Importance of Query folding and good practices
Query Folding is the capability of Power Query to delegate some of the transformations to the source to improve performance. In this post you will see its importance and good practices guide to achieve it.
According to official documentation the following data sources support query folding:
– Relational databases (SQL Server, Oracle, etc.).
-OData sources (including SharePoint lists).
– Active Directory.
Data sources like flat files (Excel, CSV, txt, etc.), blobs, and web usually do not support it. Check here the list of transformations that prevent query folding.
You can check if the query folding occurs by right-clicking on the last applied steps and validating if View Native Query option is enabled, when the View Native Query option is grayed out, it means that this specific step or transformation is executed with local resources.
Query Folding importance:
– Tables in import mode will have a lower resource utilization and faster refresh time.

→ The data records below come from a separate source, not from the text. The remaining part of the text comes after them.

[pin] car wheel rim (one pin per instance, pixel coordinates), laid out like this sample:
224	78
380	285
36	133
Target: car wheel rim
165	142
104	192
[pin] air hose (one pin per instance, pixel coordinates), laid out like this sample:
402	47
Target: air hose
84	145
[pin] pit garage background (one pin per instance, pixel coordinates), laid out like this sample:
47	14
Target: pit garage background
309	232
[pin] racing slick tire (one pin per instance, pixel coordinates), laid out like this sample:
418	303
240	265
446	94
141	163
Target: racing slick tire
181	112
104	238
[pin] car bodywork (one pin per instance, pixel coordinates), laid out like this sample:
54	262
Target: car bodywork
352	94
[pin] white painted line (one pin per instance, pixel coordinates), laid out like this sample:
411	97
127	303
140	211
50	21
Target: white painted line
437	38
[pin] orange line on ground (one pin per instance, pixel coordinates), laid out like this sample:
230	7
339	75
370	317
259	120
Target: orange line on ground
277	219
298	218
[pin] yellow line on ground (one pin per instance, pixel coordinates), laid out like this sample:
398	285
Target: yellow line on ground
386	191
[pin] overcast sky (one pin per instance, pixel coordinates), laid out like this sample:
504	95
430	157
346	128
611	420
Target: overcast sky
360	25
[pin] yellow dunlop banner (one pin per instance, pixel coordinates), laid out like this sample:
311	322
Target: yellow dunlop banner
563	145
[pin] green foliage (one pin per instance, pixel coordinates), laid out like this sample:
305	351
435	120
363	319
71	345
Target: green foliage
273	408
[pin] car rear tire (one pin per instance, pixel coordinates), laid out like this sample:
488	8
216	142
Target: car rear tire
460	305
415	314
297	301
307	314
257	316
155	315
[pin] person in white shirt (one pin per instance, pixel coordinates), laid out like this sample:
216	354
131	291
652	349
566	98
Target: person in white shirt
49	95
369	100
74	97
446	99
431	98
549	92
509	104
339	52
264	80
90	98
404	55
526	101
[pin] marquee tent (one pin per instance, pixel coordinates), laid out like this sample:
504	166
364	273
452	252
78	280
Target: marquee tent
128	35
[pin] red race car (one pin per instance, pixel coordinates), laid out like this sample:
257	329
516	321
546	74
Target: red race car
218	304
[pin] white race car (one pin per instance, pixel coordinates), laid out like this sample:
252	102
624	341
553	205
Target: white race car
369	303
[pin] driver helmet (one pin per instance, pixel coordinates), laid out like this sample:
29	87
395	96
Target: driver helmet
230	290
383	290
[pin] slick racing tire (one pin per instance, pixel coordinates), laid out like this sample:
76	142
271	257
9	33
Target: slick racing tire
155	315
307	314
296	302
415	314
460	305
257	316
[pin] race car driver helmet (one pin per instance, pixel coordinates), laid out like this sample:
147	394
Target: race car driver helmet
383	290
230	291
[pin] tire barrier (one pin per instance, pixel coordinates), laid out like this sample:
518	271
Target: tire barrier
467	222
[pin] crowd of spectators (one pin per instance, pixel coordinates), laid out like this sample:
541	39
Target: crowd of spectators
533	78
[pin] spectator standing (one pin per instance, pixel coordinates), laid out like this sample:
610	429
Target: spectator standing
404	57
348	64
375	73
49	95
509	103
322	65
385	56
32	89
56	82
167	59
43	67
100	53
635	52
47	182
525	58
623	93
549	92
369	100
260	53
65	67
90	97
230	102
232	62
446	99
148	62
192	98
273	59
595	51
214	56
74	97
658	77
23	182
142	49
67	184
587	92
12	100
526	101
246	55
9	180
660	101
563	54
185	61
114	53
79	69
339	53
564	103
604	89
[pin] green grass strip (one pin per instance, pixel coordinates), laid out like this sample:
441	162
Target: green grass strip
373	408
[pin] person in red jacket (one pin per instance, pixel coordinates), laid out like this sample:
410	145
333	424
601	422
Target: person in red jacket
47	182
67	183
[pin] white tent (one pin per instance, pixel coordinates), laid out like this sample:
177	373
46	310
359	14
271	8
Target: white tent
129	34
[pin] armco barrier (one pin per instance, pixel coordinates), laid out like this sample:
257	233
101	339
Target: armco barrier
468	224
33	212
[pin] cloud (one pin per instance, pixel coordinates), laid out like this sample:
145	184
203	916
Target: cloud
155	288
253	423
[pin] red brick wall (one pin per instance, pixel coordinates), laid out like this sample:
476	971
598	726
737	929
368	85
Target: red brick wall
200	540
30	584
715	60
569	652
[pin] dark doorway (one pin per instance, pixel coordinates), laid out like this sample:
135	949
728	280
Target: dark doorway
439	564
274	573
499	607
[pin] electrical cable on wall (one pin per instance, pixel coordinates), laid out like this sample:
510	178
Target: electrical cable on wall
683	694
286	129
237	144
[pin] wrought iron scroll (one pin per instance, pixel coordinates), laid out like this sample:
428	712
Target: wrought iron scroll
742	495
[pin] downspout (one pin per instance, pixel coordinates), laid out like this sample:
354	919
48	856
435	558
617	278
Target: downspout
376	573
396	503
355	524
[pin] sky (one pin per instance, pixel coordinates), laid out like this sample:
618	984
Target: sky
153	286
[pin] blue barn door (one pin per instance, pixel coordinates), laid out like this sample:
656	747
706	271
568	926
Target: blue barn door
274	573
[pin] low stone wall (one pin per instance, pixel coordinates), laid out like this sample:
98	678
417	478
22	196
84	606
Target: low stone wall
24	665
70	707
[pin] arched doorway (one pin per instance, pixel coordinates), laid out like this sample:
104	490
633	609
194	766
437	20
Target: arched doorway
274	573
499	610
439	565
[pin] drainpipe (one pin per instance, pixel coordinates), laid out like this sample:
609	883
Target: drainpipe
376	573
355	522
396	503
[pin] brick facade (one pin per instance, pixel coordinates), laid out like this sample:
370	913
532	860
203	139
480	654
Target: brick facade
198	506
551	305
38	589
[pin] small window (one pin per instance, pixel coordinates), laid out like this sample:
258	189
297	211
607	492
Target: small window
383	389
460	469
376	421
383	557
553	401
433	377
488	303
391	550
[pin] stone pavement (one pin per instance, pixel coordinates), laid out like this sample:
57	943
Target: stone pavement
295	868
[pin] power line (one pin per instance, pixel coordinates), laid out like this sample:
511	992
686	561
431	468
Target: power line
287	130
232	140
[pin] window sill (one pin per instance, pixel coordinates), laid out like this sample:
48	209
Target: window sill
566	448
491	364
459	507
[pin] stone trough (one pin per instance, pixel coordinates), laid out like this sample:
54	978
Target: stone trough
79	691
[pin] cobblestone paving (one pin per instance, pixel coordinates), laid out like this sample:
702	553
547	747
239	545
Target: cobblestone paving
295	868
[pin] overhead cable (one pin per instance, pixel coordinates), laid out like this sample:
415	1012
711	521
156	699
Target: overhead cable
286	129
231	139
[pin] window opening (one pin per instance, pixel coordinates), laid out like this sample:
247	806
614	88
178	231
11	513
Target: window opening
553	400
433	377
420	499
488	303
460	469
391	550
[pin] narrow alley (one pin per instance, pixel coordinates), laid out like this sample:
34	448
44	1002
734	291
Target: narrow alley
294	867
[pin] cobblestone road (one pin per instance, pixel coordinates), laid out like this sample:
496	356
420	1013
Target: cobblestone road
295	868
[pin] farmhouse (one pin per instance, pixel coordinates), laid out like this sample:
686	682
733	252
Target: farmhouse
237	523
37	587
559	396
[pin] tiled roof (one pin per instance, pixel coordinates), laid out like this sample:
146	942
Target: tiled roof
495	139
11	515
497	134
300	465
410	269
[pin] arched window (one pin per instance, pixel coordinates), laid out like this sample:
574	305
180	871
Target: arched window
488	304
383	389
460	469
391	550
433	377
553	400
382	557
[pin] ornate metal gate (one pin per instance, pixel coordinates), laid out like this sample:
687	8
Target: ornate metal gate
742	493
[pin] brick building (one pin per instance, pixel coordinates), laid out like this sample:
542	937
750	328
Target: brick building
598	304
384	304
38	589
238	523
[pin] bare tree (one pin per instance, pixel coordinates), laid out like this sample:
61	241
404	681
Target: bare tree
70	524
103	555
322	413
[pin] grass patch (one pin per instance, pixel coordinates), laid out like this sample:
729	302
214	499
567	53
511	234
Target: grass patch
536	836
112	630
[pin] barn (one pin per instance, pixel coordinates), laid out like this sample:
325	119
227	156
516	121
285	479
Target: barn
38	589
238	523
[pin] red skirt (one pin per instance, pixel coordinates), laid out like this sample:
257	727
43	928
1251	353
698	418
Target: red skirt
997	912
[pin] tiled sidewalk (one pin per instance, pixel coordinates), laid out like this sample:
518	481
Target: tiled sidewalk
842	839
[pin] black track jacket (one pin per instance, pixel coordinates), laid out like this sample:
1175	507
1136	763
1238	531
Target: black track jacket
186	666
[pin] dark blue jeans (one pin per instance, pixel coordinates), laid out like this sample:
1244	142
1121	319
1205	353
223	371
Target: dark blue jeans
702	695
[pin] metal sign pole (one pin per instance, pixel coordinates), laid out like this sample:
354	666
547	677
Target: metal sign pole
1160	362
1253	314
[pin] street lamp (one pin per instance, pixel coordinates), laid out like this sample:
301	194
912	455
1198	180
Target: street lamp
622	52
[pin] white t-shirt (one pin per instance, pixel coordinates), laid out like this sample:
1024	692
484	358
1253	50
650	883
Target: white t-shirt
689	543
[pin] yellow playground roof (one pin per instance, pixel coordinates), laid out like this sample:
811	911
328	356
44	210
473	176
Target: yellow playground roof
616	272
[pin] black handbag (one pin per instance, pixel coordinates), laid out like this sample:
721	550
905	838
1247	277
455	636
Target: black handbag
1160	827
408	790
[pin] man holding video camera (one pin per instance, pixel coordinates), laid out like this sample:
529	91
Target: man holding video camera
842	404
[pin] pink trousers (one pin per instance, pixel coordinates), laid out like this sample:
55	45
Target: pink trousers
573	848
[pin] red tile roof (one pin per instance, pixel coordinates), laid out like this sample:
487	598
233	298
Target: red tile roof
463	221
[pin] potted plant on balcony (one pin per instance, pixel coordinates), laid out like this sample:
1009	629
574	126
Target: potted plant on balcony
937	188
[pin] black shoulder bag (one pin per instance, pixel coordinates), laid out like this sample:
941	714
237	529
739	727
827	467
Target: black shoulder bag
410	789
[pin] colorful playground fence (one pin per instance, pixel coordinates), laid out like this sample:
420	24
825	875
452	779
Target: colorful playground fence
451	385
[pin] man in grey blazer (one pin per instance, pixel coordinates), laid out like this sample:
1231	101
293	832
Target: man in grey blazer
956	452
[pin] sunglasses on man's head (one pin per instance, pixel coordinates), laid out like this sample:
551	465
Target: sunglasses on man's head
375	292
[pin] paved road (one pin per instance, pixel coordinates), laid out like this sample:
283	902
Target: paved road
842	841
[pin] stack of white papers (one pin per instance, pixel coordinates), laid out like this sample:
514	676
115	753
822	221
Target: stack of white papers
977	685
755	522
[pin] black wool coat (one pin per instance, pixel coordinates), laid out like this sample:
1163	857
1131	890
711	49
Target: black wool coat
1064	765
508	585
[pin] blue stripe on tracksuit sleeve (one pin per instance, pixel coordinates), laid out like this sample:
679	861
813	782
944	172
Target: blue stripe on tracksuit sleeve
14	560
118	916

– Direct Query and Dual storage mode table only admit Power Query queries that can be folded.
– To be able to configure the incremental refresh in a table, it is essential that the query folding can be achieved.
Query folding good practices:
– Fully Folding: The preferred scenario is to achieve a query folding fully, that is the source executes all required transformations and returns to Power BI the desired result set.
– Partial Folding: Place steps that support query folding at the beginning and move the steps that prevent query folding later because these transformations will be loaded into the local cache and processed locally by Power BI engine.
The idea is to maximize the performance getting as much query folding as possible. However, the recommendation is to avoid this option whenever you can.
- Native Query: If you use a native query include all the logic of the required transformations there, because any other transformations applied to the results of this function will be processed with local resources.
- Apply the transformations in the data source: When you identify that your query requires a large number of steps that can’t be folded, apply the transformations in the data source using a database view or by physically preparing and materializing data.
I recommend you create a view because it can provide you with multiple advantages over regular tables. Check this interesting article about that.
Conclusion
When you are working with a relational data source (such as SQL Server) always check the query folding. If most of the steps do not support it, use another approach for the transformations.
Not applying these recommendations in your data model could exponentially increase resource usage and refresh time and will prevent you from using Direct query or Dual storage mode and apply incremental refresh policies in your data model.